Dans le même ordre d’idées, quel serait le cas d’un créancier qui bénéficierait d’une saisieattribution
sur le contrat ? En l’occurrence, une jurisprudence constante117 énonce
régulièrement l’insaisissabilité des contrats d’assurance sur la vie en raison du caractère
personnel de la désignation d’un bénéficiaire et du dessaisissement de la prime au profit de
l’assureur…
N’est-elle pas mise à mal par le récent alinéa 2 de l’article 706-155 du Code de procédure
pénale118 ? Celui-ci énonce : “Lorsque la saisie porte sur une créance figurant sur un contrat
d’assurance sur la vie, elle entraîne la suspension des facultés de rachat, de renonciation et de
nantissement de ce contrat, dans l’attente du jugement définitif au fond. Cette saisie interdit
également toute acceptation postérieure du bénéfice du contrat dans l’attente de ce jugement
et l’assureur ne peut alors plus consentir d’avances au contractant. Cette saisie est notifiée au
souscripteur ainsi qu’à l’assureur ou à l’organisme auprès duquel le contrat a été souscrit.”

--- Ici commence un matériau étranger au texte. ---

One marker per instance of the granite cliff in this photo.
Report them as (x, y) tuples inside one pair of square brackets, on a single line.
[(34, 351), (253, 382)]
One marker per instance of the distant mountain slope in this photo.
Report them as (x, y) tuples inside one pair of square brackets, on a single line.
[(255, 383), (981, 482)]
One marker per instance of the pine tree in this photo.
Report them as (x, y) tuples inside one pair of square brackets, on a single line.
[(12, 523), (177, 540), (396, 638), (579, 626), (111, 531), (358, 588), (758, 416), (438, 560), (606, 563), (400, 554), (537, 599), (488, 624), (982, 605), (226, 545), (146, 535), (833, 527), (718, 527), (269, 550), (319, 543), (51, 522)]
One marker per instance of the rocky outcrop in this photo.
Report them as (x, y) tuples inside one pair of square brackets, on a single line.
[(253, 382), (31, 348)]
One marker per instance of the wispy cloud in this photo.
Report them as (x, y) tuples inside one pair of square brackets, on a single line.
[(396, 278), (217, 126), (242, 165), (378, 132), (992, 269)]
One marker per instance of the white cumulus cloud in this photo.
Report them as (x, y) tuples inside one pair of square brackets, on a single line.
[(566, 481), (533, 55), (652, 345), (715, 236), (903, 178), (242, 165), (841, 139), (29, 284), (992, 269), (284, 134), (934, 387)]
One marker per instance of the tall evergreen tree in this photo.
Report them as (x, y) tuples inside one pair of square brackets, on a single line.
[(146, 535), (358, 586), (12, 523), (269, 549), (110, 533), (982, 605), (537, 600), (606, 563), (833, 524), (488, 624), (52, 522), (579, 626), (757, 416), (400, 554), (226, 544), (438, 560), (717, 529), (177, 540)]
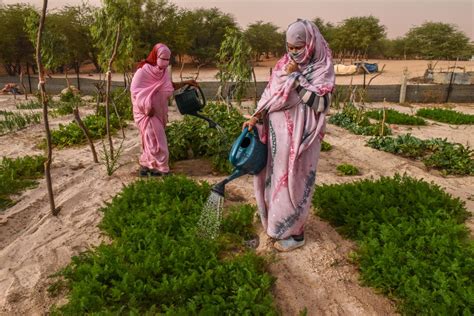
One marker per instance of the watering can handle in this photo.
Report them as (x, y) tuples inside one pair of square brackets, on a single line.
[(203, 98), (233, 152)]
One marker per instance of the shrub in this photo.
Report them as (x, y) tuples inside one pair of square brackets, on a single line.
[(156, 264), (18, 174), (395, 117), (435, 153), (412, 244), (446, 116), (192, 135), (348, 170)]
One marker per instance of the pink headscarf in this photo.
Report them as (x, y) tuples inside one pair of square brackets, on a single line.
[(315, 66), (151, 77)]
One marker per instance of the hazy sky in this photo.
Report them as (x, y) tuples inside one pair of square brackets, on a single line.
[(397, 15)]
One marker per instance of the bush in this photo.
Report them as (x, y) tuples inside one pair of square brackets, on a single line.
[(325, 146), (395, 117), (192, 136), (356, 121), (435, 153), (348, 170), (18, 174), (412, 244), (446, 116), (156, 264)]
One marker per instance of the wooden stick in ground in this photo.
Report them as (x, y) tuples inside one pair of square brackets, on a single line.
[(44, 100), (107, 95), (84, 129), (23, 84), (383, 121)]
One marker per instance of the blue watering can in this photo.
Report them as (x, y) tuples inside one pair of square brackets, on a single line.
[(190, 100), (248, 155)]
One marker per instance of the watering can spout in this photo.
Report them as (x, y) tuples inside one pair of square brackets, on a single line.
[(219, 188)]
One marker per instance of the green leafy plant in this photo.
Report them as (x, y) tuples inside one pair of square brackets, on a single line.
[(192, 137), (446, 116), (435, 153), (18, 174), (155, 263), (13, 121), (325, 146), (356, 121), (395, 117), (348, 169), (412, 244)]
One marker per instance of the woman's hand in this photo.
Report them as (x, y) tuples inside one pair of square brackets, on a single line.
[(291, 67), (250, 123)]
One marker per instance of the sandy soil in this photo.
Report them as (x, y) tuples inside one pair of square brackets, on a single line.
[(35, 244), (392, 72)]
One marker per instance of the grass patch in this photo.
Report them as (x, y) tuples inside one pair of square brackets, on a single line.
[(412, 244), (446, 116), (435, 153), (347, 170), (395, 117), (192, 138), (357, 122), (155, 264), (18, 174), (13, 121), (325, 146)]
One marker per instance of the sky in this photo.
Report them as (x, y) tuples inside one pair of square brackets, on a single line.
[(397, 15)]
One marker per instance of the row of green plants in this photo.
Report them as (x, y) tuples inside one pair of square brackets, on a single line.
[(395, 117), (156, 264), (446, 116), (192, 137), (17, 175), (412, 243), (450, 158), (356, 121), (14, 121)]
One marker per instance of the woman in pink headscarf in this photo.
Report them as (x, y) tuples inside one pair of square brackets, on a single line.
[(151, 88), (293, 111)]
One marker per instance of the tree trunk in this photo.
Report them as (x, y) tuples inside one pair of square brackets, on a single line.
[(107, 92), (23, 85), (84, 129), (44, 100), (77, 68)]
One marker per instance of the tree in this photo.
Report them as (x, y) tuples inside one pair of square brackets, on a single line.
[(206, 29), (44, 100), (262, 37), (327, 29), (234, 62), (16, 48), (436, 40), (359, 35)]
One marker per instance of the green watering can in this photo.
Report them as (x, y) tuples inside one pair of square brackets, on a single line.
[(190, 100), (248, 155)]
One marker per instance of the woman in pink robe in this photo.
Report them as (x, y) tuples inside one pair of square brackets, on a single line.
[(150, 89), (293, 111)]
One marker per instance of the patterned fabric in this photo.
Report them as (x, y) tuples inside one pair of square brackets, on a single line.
[(150, 89), (293, 132)]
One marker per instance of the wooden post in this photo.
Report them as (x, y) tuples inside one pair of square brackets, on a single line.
[(84, 129), (403, 86), (29, 77), (44, 99)]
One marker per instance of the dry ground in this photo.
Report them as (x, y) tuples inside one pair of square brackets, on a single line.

Les conséquences de cette disposition récente n’ont pas encore fait l’objet d’une interprétation
unanime, mais elle semble mettre à mal la théorie de l’insaisissabilité de l’assurance vie, à tout
le moins s’agissant de lutter contre l’organisation de leur insolvabilité par les personnes faisant
l’objet de mesure d’instruction au pénal.
2 – Le créancier nanti
S’agissant du créancier nanti, encore faudrait-il qu’il établisse la preuve d’une faute
susceptible d’engager la responsabilité civile du souscripteur.
B/ Les co-souscripteurs au contrat
Les co-souscripteurs au contrat d’assurance en sont des parties. Si toutefois elles devaient
engager la responsabilité contractuelle sur le fondement de l’assurance, c’est contre l’assureur
qu’elles intenteraient une action.
Envisageons ici les conséquences d’une faute dans les choix d’arbitrage à l’égard du cotitulaire
de cette faculté. La question se reporterait sans doute sur la désignation de l’intérêt
légitime qui guidera le souscripteur en arbitrant. Un arbitrage effectué du chef d’un seul des
souscripteurs au contrat doit-il être nourri par un intérêt commun, qu’il conviendra alors de
définir (lourde tâche, dès lors que le contrat sera lui-même resté silencieux !) ? Ou doit-on, au
contraire, estimer que, là où le contrat ne distingue pas, la liberté d’arbitrer est totale et
impropre à engager la responsabilité civile de l’un contre l’autre ?
§ 2 – La faute délictuelle du souscripteur arbitre
A/ L’arbitrage peut-il être qualifié de manquement contractuel ?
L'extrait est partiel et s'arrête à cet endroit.